Les 11β-hydroxystéroïde déshydrogénases (11β-OHSD) sont des enzymes exerçant une action régulatrice sur le métabolisme du cortisol avant son accès aux récepteurs. Deux types d'isoenzymes ont été décrits, le type 2 étant le plus anciennement connu. La 11β-OHSD de type 2 qui assure la conversion du cortisol en cortisone est une déshydrogénase unidirectionnelle principalement localisée au niveau du rein qui protège les récepteurs minéralocorticoïdes de l'activation illicite par les glucocorticoïdes. Des mutations du gène codant pour cette enzyme ont été mises en évidence dans le syndrome d'excès apparent des minéralocorticoïdes à l'origine d'une hypertension artérielle avec hypokaliémie, rénine et aldostérone plamatiques basses. Des polymorphismes de ce gène pourraient moduler l'hypertension artérielle essentielle et interviennent également dans certaines formes d'excès apparent de minéralocorticoïdes acquis, notamment après prise de réglisse, dans l'hypothyroïdie, le syndrome de Cushing et l'insuffisance rénale chronique. La 11β-OHSD de type 1 qui convertit la cortisone en cortisol est une réductase principalement localisée au niveau du tissu hépatique et adipeux. Un déficit de cette enzyme serait impliqué dans la genèse du syndrome des ovaires polykystiques et les déficits en cortisone réductase. À l'inverse, un excès local d'activité enzymatique a été mis en évidence dans le syndrome d'insulinorésistance métabolique, l'ostéoporose cortico-induite et le glaucome. La compréhension de ces mécanismes d'action conduit actuellement au développement d'inhibiteurs de la 11β-OHSD, ouvrant ainsi de nouvelles perspectives thérapeutiques dans le syndrome métabolique.
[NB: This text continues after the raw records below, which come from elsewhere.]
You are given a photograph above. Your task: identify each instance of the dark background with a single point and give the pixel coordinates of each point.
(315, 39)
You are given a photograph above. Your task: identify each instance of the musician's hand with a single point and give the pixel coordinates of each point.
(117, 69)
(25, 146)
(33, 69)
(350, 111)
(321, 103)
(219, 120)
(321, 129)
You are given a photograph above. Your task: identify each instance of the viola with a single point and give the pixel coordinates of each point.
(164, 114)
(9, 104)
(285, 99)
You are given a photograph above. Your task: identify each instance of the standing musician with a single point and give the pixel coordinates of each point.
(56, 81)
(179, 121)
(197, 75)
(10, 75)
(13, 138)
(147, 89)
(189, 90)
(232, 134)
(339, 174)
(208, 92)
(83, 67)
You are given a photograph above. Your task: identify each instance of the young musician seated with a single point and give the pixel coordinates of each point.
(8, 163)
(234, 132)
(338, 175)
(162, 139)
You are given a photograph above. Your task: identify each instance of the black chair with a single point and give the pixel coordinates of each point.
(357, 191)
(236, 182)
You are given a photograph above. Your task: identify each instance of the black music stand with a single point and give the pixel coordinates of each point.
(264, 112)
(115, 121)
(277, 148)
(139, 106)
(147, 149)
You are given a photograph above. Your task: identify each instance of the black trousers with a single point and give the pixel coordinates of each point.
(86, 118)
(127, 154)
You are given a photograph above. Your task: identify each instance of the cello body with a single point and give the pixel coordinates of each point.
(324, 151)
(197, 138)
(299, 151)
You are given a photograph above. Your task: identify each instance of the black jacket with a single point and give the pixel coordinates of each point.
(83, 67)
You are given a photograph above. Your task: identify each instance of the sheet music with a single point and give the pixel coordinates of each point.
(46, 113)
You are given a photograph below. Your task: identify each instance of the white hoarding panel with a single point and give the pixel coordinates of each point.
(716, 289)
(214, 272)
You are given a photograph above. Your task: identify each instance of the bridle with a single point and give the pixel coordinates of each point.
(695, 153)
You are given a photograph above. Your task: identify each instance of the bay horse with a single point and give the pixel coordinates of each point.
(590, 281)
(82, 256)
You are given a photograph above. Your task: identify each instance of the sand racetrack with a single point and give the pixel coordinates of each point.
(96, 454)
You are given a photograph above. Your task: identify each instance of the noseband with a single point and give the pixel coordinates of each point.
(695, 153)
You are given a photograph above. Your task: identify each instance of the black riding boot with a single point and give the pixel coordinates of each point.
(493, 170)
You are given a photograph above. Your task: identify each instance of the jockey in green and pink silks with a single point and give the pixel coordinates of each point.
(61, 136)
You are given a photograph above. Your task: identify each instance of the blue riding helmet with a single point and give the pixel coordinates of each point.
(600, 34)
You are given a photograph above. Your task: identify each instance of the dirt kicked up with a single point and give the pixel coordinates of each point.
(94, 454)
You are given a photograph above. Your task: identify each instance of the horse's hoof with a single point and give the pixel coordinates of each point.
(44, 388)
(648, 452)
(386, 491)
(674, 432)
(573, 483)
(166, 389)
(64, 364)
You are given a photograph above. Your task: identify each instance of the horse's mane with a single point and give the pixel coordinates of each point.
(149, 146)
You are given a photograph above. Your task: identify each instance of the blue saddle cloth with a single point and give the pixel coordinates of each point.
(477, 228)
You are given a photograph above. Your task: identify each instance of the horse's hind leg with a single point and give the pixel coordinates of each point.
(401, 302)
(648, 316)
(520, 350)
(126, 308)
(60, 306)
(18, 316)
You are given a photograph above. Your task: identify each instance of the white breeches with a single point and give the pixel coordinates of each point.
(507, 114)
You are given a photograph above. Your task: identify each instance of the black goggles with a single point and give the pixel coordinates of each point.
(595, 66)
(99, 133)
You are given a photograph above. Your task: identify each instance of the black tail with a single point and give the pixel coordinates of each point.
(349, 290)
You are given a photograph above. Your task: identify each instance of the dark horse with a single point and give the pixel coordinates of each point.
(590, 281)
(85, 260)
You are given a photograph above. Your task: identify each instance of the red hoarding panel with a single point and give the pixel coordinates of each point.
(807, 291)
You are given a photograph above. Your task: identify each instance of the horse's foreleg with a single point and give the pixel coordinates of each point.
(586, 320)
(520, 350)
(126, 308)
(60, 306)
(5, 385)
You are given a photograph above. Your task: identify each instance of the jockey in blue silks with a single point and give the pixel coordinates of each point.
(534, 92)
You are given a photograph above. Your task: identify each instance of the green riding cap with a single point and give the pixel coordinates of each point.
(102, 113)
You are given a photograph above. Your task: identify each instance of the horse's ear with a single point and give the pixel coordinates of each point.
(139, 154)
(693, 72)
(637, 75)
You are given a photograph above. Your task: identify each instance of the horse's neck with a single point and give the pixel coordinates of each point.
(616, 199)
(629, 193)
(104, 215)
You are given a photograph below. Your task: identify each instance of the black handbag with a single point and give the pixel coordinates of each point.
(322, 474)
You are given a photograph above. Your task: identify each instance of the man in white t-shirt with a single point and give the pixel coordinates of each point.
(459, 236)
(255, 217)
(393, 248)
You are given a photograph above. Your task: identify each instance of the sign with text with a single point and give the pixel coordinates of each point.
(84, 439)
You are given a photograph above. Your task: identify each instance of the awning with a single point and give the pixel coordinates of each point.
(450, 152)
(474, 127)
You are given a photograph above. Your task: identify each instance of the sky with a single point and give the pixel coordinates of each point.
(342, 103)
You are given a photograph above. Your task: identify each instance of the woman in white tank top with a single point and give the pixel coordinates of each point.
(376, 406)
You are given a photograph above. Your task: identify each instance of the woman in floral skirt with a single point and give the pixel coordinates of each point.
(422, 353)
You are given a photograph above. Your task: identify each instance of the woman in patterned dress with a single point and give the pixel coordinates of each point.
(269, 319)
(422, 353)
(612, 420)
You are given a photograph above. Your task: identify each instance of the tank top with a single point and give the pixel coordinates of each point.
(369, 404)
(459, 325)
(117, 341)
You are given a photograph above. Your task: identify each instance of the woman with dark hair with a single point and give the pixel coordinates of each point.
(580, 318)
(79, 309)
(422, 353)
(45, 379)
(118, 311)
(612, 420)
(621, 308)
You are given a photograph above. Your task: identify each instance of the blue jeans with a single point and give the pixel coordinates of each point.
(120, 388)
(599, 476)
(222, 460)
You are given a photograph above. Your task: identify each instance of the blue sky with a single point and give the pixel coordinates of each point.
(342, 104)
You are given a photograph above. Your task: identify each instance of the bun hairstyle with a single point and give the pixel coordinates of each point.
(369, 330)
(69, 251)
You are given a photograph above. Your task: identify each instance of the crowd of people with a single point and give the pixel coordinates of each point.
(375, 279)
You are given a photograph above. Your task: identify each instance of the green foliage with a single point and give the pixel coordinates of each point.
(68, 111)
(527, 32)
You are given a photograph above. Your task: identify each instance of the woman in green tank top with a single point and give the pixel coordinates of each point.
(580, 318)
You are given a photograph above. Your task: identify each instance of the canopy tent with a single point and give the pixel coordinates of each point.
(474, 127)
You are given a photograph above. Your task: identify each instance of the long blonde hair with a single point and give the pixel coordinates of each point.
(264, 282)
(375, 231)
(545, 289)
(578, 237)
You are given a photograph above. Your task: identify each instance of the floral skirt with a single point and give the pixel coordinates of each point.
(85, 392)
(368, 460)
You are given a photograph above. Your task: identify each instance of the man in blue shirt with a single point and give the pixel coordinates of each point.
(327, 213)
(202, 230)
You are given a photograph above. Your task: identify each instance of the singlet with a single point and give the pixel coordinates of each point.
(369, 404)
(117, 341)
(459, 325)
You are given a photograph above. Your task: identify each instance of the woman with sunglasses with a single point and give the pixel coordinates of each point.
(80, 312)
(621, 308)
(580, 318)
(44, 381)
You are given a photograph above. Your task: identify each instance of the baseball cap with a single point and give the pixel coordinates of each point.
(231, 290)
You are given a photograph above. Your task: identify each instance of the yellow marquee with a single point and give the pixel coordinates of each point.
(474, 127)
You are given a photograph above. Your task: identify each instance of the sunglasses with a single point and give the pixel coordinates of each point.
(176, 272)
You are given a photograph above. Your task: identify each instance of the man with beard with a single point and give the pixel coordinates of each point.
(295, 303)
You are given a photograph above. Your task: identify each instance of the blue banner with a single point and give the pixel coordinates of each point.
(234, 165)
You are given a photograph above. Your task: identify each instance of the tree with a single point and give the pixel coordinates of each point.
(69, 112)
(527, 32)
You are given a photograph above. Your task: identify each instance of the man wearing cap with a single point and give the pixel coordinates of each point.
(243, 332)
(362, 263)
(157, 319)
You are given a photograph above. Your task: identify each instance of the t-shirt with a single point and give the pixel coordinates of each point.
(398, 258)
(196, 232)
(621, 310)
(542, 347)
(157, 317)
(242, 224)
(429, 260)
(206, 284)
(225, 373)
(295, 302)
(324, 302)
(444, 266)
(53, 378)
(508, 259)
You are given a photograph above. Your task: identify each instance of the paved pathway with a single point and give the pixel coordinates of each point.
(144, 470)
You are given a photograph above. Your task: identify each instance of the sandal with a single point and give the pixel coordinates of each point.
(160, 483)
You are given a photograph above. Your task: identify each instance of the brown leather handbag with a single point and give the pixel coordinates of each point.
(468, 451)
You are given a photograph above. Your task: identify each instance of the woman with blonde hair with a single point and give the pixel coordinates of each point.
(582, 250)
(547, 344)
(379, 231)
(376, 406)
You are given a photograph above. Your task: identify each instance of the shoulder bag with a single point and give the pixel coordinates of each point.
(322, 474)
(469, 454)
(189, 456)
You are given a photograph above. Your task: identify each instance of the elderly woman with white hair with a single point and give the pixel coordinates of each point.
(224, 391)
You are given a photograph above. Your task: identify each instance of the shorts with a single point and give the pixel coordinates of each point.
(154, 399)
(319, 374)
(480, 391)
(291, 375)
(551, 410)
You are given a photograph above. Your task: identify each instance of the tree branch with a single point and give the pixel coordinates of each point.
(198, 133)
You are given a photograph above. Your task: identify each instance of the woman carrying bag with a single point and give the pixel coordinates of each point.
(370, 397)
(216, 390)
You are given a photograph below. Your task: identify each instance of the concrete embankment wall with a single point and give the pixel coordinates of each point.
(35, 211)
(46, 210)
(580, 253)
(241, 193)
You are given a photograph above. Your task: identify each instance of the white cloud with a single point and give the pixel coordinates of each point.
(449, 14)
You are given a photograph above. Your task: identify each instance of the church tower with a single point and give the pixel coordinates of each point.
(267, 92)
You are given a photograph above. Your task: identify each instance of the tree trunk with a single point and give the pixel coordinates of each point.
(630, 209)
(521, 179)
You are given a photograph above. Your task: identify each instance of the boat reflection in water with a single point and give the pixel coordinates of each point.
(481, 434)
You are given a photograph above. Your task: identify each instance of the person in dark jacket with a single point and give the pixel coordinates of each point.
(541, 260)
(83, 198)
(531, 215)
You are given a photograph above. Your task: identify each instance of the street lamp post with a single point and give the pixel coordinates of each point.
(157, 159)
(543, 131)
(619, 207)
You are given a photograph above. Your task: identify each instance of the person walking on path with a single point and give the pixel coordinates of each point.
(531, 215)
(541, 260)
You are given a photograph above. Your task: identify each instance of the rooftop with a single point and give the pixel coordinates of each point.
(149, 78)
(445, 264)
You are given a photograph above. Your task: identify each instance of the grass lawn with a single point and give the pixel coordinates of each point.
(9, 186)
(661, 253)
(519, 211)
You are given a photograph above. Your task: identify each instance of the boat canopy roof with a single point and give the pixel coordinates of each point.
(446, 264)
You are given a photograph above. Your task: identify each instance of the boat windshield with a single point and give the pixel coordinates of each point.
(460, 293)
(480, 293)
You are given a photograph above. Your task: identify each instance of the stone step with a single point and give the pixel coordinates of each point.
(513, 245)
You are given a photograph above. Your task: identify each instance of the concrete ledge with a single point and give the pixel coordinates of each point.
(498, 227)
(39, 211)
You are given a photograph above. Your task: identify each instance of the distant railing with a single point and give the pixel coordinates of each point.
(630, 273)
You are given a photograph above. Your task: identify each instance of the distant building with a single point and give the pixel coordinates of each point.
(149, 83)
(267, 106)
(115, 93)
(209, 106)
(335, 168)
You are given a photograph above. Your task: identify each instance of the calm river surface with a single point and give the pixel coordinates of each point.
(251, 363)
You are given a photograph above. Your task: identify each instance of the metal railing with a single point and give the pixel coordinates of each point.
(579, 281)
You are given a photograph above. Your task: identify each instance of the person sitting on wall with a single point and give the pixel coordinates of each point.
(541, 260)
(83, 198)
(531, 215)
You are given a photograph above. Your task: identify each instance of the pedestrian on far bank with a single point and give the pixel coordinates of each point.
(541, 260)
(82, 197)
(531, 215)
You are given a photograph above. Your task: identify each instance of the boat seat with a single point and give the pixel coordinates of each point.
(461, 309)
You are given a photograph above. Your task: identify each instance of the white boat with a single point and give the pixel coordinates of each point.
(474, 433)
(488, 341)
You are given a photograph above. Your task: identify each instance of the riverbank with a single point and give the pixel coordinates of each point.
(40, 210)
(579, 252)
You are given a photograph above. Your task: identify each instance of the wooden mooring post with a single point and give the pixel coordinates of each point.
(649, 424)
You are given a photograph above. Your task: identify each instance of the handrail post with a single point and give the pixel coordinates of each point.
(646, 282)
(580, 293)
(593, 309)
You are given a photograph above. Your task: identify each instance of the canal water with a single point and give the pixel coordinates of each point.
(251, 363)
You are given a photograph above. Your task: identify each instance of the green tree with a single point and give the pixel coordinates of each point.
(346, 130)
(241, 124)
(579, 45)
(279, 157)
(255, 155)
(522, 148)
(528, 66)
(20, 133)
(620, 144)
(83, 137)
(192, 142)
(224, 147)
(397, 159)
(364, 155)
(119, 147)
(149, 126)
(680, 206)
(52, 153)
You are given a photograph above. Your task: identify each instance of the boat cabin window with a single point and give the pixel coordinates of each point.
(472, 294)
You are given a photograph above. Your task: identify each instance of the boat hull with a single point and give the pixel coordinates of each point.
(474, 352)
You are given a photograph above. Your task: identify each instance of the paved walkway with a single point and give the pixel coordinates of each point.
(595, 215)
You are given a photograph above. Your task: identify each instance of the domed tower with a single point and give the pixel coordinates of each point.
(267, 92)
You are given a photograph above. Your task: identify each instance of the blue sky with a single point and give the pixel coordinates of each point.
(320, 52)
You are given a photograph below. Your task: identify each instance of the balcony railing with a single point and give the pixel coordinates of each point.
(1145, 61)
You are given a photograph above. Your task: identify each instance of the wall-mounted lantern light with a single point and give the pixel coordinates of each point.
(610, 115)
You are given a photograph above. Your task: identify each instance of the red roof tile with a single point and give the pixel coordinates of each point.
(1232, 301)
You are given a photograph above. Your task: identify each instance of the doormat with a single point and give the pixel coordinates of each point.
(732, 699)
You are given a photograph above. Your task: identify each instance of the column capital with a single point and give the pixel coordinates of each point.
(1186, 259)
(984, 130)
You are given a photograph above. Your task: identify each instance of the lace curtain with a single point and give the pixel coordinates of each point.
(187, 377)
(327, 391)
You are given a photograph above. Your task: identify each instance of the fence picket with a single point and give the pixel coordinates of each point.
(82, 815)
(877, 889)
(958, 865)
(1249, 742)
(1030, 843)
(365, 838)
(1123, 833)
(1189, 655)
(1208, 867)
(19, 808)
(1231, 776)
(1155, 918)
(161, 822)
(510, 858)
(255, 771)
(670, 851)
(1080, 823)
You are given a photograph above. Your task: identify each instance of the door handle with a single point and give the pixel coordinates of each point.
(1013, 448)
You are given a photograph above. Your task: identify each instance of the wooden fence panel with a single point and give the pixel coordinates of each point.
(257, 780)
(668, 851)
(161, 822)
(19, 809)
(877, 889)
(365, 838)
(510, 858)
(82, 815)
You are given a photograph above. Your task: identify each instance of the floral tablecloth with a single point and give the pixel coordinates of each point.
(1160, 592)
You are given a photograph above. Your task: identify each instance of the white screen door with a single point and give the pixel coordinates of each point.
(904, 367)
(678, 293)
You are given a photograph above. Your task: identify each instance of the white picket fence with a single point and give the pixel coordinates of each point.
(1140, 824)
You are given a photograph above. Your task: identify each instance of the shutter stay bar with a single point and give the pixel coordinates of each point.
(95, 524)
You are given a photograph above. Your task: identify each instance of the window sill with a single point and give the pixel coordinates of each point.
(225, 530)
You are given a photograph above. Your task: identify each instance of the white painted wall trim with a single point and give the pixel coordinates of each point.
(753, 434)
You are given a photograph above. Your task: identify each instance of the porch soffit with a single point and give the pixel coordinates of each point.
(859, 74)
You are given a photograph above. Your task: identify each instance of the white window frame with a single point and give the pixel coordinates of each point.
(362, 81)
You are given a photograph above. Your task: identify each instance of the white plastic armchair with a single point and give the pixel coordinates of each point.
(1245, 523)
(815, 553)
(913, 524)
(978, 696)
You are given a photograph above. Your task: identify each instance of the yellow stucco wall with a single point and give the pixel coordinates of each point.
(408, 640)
11β-hydroxysteroide dehydrogenase (11β-OHSD) enzymes exhibit a regulating action upon cortisol metabolism before access to its receptors. Two types of isoenzymes have been described, type 2 being the most anciently known. Type 2 11β-OHSD, which changes cortisol into cortisone, is a unidirectional dehydrogenase mainly located in kidney, that protects mineralocorticoid receptors from illicit activation by glucocorticoids. Mutations of the gene coding for this enzyme has been demonstrated in apparent mineralocorticoid excess, which induces hypertension and hypokalemia with low renin and aldosterone levels. Polymorphisms of this gene could modulate essential hypertension and also be responsible for certain forms of acquired apparent mineralocorticoid excess especially after liquorice intoxication, in hypothyroidism, Cushing syndrome, and chronic renal insufficiency. Type 1 11β-OHSD, which changes cortisone into cortisol, is a reductase, mainly located in liver and adipose tissue. Functional defects of this enzyme have been shown in polycystic ovaries and cortisone reductase deficiency. By contrast, metabolic syndrome, corticoid-induced osteoporosis, and glaucoma are linked to a local over-activity of this enzyme. The understanding of action mechanisms of these two enzymes currently leads to 11β-OHSD inhibitors development, therefore opening new therapeutic strategies, especially in metabolic syndrome.